BERLIN -- Austrian Chancellor Alexander Schallenberg announced Thursday he is stepping down just two months after taking over from predecessor Sebastian Kurz, who stumbled over corruption allegations.
Schallenberg, a former foreign minister, said he would leave office as soon as the conservative Austrian People's Party names a new leader. Kurz was the party's long-time leader, and some had speculated he might return as chancellor. But he announced Thursday morning that he was quitting politics entirely to spend more time with his family.
“I'm of the firm opinion that the two posts - head of government and leader of the party with the most votes in Austria - need to be quickly united in a single hand,” Schallenberg said.
Schallenberg took office in October following Kurz's resignation as chancellor. Austrian prosecutors had announced that Kurz was one of the targets of an investigation into suspected bribery and breach of trust. The Greens, the junior coalition partners in Kurz's government, demanded his replacement.
Kurz and his close associates are accused of trying to secure his rise to the leadership of his party and the country with the help of manipulated polls and friendly media reports financed with public money.
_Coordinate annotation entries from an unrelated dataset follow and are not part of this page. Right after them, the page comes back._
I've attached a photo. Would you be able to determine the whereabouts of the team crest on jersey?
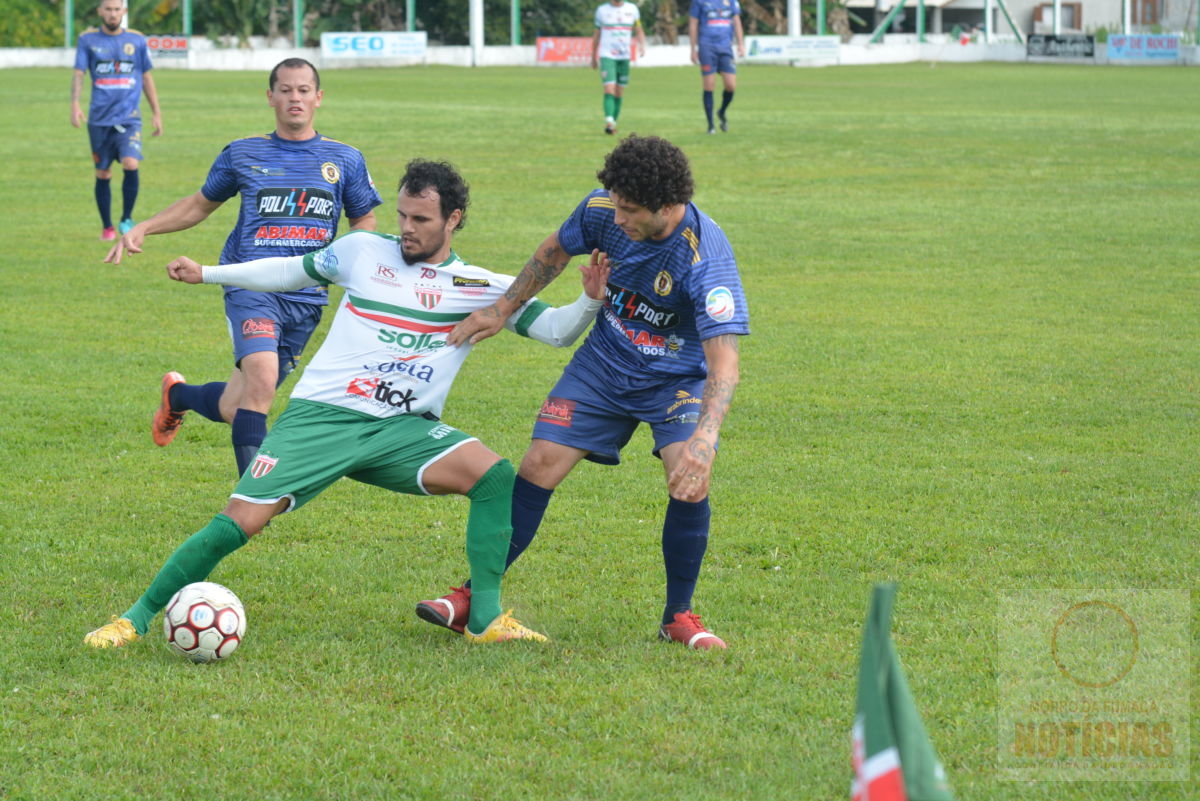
[413,287,442,309]
[250,453,280,478]
[538,397,575,428]
[654,270,674,295]
[704,287,736,323]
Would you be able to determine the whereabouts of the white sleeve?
[504,293,604,348]
[200,255,319,293]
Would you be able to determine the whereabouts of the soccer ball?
[162,582,246,662]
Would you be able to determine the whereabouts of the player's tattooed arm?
[446,233,571,347]
[692,333,739,441]
[504,234,571,309]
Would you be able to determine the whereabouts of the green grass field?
[0,64,1200,801]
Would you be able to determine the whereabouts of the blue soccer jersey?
[200,133,383,303]
[558,189,750,380]
[76,29,152,126]
[688,0,742,50]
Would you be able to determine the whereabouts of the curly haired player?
[416,135,750,649]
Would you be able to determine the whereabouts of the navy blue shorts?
[226,288,324,386]
[533,361,704,464]
[88,120,142,169]
[698,43,738,76]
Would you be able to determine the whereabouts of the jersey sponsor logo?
[538,397,575,428]
[413,281,442,309]
[241,317,275,339]
[312,249,337,276]
[667,390,700,415]
[379,329,446,355]
[704,287,737,323]
[452,276,492,297]
[654,270,674,295]
[362,356,433,384]
[254,225,329,247]
[250,453,280,478]
[605,284,679,331]
[92,61,134,76]
[346,378,416,412]
[425,423,455,439]
[254,187,337,221]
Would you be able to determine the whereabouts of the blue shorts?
[533,361,704,464]
[698,43,738,76]
[88,120,142,169]
[226,287,323,386]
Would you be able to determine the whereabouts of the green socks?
[121,513,247,634]
[467,459,516,634]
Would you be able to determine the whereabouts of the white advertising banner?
[745,36,841,61]
[320,31,426,59]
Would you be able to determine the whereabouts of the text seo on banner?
[320,31,426,59]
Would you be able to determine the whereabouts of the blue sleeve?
[342,150,383,219]
[558,193,599,255]
[690,257,750,342]
[200,145,240,203]
[76,36,91,72]
[138,36,154,74]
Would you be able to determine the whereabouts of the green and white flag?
[850,584,954,801]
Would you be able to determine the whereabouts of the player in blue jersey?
[416,135,750,649]
[106,59,383,475]
[71,0,162,240]
[688,0,746,133]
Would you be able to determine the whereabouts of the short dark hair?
[266,59,320,91]
[596,133,696,211]
[396,158,470,230]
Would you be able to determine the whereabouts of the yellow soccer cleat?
[83,615,138,648]
[462,609,547,643]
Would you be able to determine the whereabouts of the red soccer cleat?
[659,612,725,651]
[150,371,187,447]
[416,586,470,634]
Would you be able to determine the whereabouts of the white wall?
[0,35,1200,72]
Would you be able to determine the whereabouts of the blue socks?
[121,169,140,219]
[718,90,733,120]
[168,381,226,423]
[96,177,113,228]
[230,409,266,476]
[662,498,712,625]
[504,476,554,570]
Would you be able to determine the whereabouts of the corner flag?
[850,584,954,801]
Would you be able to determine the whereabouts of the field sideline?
[0,64,1200,801]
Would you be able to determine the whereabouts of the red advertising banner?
[146,36,187,58]
[538,36,592,66]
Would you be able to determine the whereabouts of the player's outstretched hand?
[446,303,508,348]
[580,248,612,300]
[104,225,146,264]
[167,255,204,284]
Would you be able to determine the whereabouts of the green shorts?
[600,59,629,86]
[230,401,475,512]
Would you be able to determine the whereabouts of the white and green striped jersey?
[292,231,550,417]
[595,0,642,61]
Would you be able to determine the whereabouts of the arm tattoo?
[696,333,738,441]
[504,245,571,303]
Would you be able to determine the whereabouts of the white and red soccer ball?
[162,582,246,662]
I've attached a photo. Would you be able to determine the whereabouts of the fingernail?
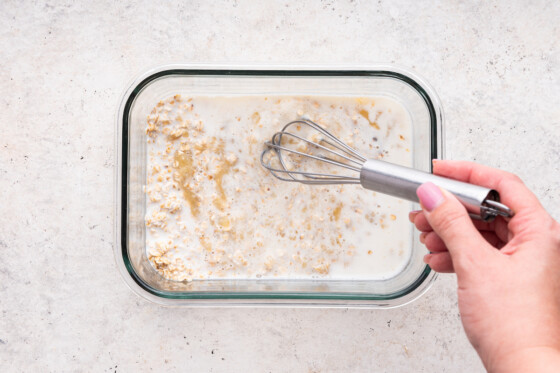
[416,183,444,211]
[408,210,422,223]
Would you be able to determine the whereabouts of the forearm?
[486,346,560,373]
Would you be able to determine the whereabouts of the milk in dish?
[145,95,413,281]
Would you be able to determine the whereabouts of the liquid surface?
[145,95,412,281]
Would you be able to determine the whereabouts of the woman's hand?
[410,161,560,372]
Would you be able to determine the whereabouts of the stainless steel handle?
[360,159,513,221]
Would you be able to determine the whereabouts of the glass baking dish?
[114,65,443,308]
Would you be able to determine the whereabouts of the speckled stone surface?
[0,0,560,372]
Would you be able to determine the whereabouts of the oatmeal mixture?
[145,95,412,281]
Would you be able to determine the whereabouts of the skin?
[409,161,560,372]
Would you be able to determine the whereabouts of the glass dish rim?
[114,64,443,308]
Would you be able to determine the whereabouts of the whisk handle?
[360,159,513,221]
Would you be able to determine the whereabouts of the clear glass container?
[114,65,443,308]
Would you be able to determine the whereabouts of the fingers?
[433,160,540,213]
[424,252,455,273]
[420,232,447,253]
[420,231,505,253]
[408,210,509,243]
[416,183,491,273]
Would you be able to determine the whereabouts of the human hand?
[409,161,560,372]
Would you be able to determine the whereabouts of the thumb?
[416,183,491,271]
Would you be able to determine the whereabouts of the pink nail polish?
[416,183,444,211]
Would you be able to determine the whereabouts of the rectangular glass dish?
[115,65,443,308]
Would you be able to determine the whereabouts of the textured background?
[0,0,560,372]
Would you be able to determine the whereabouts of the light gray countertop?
[0,1,560,372]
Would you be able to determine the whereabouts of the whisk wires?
[261,119,366,184]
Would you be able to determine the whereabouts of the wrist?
[485,346,560,373]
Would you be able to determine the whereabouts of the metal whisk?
[261,119,513,221]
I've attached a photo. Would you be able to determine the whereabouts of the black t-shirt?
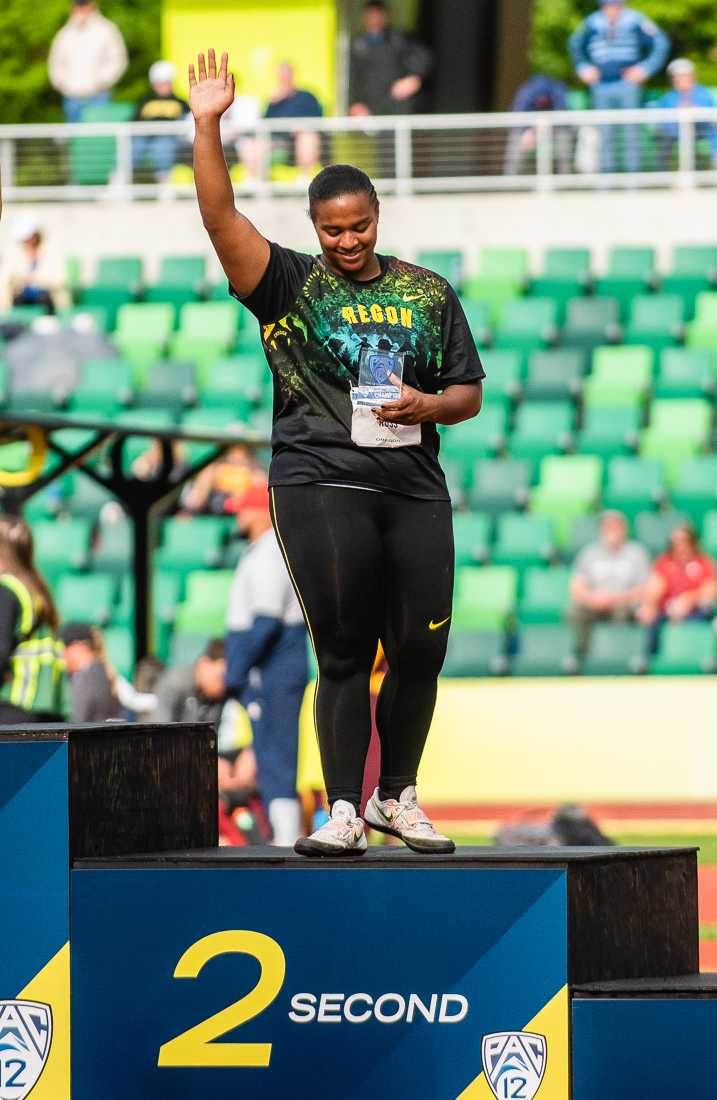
[230,244,485,501]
He became the leader of his Austrian People’s Party and then chancellor in 2017.
Kurz said Thursday that he had always done his best to “move our beautiful Austria a little bit in the right direction,” but acknowledged having made some mistakes during his 10-year career.
Still, Kurz insisted: “I’m neither a saint, nor a criminal.”
“I’m a human being with strengths and weaknesses,” he told reporters in Vienna, adding that he looked forward to defending himself against the corruption allegations in court.
After resigning as chancellor, Kurz became the Austrian People's Party's parliamentary leader. The position afforded him immunity from prosecution until it was lifted last month.
Kurz said the recent birth of his first child had prompted the decision to leave politics.
Austrian media reported that Interior Minister Karl Nehammer could replace Kurz as the head of the Austrian People’s Party and then also succeed Schallenberg as chancellor.